As women join the workforce in Kosovo, there is an increasing need for quality daycare. BAMBI, which opened in April 2010, is the first privately-owned daycare center in Kosovo’s Gllogovc/Gllogovac municipality, which has a population of 74,000.

The daycare center, which is currently hosting 28 children ranging in age from six months to six years, is run by Kaltrina Mujaj. This 22-year-old woman had participated in a USAID-supported entrepreneurship training program for four months in 2009. She was one of the program’s 50 participants, chosen after applying in an open competition organized by a local USAID-supported NGO.

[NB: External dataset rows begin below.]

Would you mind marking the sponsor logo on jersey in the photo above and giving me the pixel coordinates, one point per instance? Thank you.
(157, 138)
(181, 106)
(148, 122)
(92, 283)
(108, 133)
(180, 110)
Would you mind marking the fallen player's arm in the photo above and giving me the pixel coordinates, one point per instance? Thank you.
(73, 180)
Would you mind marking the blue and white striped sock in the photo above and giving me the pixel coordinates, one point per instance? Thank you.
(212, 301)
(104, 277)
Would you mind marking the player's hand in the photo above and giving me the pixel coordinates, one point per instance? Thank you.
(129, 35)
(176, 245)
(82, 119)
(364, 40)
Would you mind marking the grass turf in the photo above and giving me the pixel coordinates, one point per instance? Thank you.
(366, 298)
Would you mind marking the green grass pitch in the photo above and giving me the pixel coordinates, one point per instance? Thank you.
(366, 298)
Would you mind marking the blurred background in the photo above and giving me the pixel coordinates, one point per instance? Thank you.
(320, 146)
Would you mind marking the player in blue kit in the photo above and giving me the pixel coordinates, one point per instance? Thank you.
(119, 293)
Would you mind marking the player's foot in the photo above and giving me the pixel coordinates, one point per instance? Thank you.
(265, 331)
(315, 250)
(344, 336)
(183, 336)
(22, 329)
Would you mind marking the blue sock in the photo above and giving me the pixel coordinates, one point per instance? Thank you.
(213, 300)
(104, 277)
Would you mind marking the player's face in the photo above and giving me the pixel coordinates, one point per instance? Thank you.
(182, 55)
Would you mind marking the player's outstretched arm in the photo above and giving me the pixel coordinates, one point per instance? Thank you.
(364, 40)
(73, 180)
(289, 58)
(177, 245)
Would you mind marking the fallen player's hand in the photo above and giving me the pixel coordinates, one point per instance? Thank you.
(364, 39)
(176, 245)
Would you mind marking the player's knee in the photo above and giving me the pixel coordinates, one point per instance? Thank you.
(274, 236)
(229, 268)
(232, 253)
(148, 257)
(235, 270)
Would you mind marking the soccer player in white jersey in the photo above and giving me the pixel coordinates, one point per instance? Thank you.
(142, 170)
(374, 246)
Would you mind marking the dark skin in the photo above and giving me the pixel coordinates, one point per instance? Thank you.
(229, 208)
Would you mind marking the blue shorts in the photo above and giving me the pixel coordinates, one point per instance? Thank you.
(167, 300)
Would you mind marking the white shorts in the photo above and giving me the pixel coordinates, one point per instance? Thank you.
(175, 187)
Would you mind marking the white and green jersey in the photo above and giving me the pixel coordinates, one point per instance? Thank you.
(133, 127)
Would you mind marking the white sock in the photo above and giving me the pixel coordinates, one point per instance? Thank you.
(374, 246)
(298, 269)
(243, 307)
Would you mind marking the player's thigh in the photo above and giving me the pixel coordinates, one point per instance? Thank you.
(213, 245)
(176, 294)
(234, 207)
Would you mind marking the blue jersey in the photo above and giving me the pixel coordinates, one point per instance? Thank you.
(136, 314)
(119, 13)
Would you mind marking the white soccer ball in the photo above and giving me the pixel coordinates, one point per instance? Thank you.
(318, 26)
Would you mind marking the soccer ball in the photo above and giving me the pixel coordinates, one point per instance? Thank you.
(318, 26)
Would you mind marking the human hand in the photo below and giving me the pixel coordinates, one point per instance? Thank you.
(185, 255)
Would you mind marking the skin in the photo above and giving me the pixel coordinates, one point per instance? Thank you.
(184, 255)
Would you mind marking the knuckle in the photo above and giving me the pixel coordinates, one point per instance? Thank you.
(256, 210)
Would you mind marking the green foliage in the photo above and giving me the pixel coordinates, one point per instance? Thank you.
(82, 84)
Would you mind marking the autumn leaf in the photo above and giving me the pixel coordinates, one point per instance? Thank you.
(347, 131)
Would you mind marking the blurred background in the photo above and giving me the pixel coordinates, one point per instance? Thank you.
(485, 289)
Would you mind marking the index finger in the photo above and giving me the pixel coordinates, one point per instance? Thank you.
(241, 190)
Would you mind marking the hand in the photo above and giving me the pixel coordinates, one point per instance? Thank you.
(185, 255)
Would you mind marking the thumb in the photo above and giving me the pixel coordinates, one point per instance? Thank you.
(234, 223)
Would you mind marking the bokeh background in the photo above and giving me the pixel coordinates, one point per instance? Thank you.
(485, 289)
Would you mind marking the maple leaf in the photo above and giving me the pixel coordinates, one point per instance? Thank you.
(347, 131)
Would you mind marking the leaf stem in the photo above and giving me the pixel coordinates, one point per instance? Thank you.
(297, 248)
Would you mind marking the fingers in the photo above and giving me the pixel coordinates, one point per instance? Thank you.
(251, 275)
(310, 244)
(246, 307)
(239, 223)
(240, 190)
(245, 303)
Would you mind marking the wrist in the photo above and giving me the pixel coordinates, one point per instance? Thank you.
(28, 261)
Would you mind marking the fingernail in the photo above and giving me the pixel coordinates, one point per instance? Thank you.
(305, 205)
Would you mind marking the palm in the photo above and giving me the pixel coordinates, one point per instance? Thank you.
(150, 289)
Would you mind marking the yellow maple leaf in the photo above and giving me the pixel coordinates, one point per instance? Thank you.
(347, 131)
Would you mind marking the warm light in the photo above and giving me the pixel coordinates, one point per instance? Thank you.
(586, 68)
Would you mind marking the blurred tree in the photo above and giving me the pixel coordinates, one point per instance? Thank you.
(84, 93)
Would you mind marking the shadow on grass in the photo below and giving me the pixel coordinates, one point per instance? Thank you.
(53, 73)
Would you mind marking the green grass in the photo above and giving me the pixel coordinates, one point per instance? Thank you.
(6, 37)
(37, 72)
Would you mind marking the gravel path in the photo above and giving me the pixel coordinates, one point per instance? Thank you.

When she entered the training, Mujaj hoped to gain new knowledge and skills, both professional and academic. At its close, she became the recipient of a bank loan for having developed the best business plan. As her thriving daycare center shows, Kaltrina is now using those skills and realizing her aspirations. “USAID entrepreneurship training program made me realize that I could put the skills and knowledge I acquired to a better use”, says Kaltrina.

Currently, the BAMBI day care center employs four women, but as an ever growing number of parents become interested in the services, more jobs will open for females in this community. Kaltrina was not the only beneficiary of the USAID-sponsored training. Five more businesses throughout Kosovo opened as a result, creating 20 additional jobs for youth and women. In Kosovo and throughout Eastern Europe, USAID continues to assist entrepreneurially motivated youth to acquire the knowledge and skills required to start-up or re-organize small businesses, or find meaningful employment in an ongoing business enterprise.